We had ridden fifteen miles after that incident, counting the milestones, when Rufio, who had been ranging a mile and more ahead of us, came spurring back, waving his arms as soon as he came into view. A large body of armed men was approaching, he reported. He had managed to remain unseen only by good fortune, having picked up the signs of their movements as they crested a hill ahead of him, about three miles from where we were now. He had left the road immediately and made his way back along the verge, hidden by foliage, until he no longer risked being seen, and then had galloped the rest of the way. He had been too far away to recognize anything about them, he reported; they might be friend or foe, but they outnumbered our small party, as far as he could estimate, by no less than three to one.
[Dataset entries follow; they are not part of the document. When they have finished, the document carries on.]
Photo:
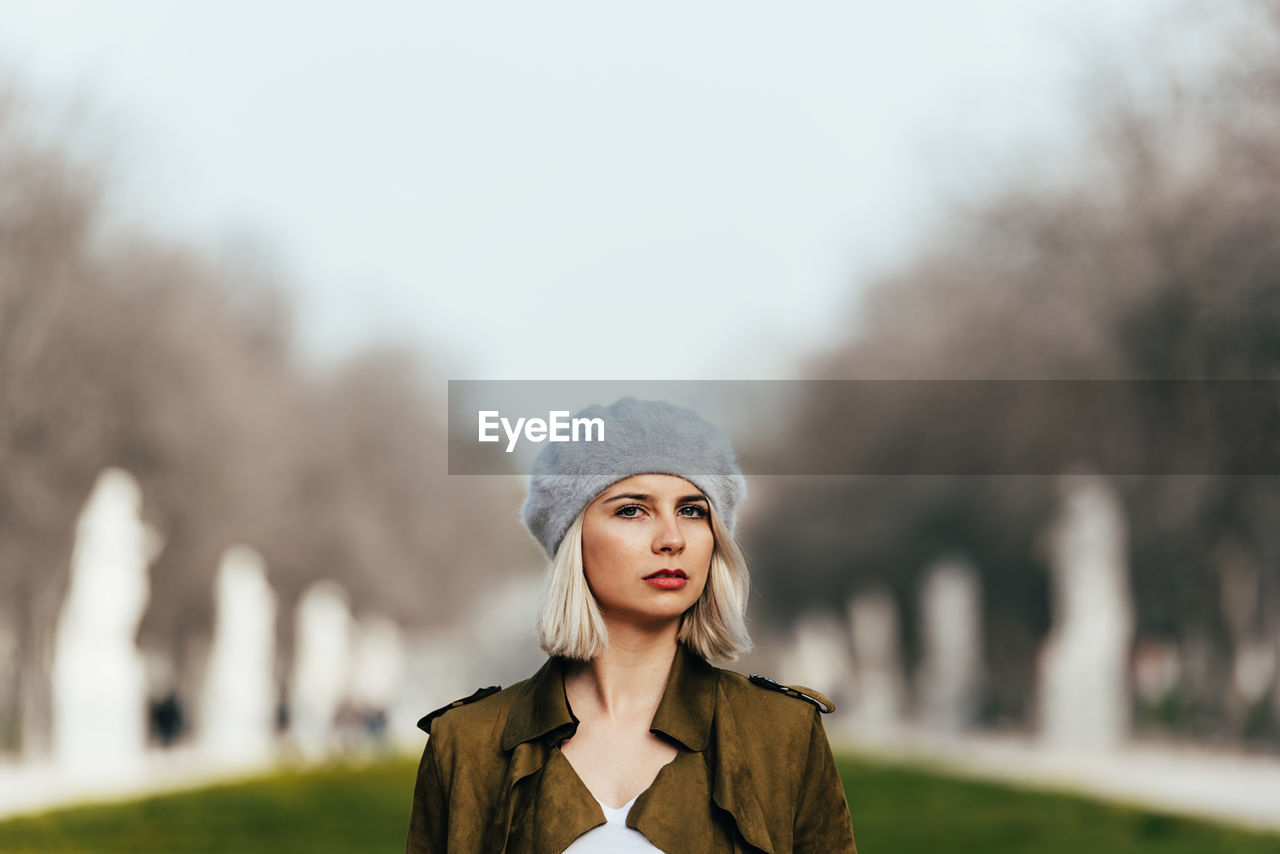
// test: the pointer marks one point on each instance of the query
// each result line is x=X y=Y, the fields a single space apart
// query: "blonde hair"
x=571 y=625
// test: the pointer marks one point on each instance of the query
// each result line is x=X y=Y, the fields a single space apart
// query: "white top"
x=613 y=836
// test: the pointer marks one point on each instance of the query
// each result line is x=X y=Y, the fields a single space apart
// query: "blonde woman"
x=627 y=739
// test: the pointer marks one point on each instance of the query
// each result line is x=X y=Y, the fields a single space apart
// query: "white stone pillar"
x=238 y=703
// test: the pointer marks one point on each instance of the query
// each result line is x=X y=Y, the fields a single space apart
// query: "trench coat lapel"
x=691 y=713
x=539 y=720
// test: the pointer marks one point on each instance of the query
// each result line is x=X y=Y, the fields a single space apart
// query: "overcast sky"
x=567 y=190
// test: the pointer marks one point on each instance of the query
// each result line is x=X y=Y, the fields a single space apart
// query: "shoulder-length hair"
x=571 y=625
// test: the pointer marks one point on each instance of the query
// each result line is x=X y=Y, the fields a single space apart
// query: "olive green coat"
x=754 y=772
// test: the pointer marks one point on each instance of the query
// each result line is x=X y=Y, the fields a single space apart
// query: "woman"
x=627 y=739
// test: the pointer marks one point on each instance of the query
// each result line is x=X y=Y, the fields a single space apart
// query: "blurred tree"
x=1152 y=257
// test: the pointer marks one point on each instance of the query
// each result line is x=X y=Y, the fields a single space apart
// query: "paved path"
x=1212 y=784
x=1217 y=785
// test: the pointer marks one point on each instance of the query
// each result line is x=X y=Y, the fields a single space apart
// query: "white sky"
x=563 y=190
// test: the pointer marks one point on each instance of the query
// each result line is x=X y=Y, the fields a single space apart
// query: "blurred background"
x=245 y=246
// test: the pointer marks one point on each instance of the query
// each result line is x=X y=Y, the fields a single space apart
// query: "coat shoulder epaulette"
x=425 y=721
x=798 y=692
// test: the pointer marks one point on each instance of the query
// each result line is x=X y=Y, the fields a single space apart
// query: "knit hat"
x=640 y=437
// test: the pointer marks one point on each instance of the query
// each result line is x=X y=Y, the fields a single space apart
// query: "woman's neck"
x=627 y=679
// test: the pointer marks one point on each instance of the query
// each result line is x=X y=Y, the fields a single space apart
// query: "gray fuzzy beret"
x=640 y=437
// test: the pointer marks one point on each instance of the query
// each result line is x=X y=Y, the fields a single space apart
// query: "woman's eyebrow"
x=649 y=498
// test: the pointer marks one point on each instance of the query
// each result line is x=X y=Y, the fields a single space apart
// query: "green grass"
x=896 y=809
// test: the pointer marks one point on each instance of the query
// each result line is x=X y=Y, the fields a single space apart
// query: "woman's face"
x=647 y=548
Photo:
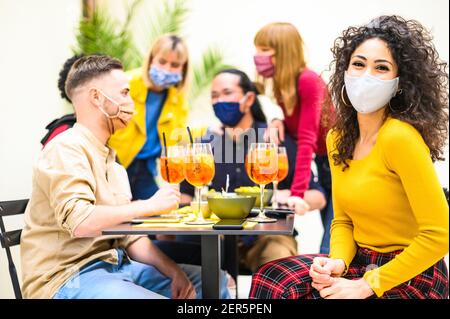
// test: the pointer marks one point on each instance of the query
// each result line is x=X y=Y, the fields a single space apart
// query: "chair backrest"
x=11 y=238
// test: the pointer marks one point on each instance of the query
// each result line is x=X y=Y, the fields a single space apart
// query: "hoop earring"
x=342 y=96
x=404 y=111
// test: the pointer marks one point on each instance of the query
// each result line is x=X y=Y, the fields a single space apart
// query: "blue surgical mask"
x=163 y=78
x=228 y=113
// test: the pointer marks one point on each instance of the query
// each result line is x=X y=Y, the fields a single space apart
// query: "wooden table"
x=210 y=245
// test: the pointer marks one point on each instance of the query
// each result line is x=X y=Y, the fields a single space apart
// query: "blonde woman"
x=158 y=92
x=390 y=232
x=299 y=91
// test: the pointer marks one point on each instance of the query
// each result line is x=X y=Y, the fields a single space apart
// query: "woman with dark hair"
x=235 y=102
x=390 y=231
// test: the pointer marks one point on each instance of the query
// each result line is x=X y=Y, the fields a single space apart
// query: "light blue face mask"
x=163 y=78
x=368 y=93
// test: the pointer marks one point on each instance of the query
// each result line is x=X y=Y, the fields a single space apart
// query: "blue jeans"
x=142 y=182
x=128 y=280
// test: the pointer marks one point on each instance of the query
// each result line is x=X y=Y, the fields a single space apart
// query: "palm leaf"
x=168 y=19
x=211 y=62
x=101 y=34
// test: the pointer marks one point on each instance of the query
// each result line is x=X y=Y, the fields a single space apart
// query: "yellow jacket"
x=127 y=142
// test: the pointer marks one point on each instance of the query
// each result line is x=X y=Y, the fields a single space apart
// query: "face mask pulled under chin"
x=229 y=113
x=124 y=113
x=368 y=93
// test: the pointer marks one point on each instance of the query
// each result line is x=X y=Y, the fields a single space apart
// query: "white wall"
x=35 y=40
x=36 y=36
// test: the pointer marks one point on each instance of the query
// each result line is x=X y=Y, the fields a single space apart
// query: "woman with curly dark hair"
x=390 y=231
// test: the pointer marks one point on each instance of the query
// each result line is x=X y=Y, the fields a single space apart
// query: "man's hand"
x=182 y=288
x=324 y=269
x=342 y=288
x=298 y=204
x=274 y=132
x=164 y=201
x=283 y=195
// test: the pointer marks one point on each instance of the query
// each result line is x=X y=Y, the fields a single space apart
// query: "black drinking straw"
x=190 y=135
x=167 y=157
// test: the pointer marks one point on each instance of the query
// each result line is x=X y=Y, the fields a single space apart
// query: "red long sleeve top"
x=304 y=126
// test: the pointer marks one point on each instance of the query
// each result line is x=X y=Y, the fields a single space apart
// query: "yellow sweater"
x=390 y=200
We had to assume, as Rufio had, that all strangers were enemies, so my first concern was for the cart holding Quintus and the women. I ordered Liam Twistback, who held the reins, to get the vehicle off the road and out of sight among the trees as quickly as he could. Then, while Liam was looking around for a place to leave the road safely, I turned my attention to our extra horses, setting Cyrus, Paulus and Philip to assist our two trainees in leading the animals from the road, too, spreading their exit points as widely apart as possible in a short time to obscure the evidence of their exit. That done, I turned back to hiding the cart. It was a slow and awkward process, hampered by the poor condition of the cart itself and its high, narrow wheels, which sank alarmingly into the soft ground, leaving deep tracks. I assigned three men to that task, too: Benedict to lead the horse forward by its halter, steadying it and eliminating the need for a driver, and Falvo and Paulus to walk alongside, one by each wheel, to help maneuvre it among the bushes and obstructions that littered the ground. I followed behind it with Dedalus, both of us working to conceal the signs of its passage.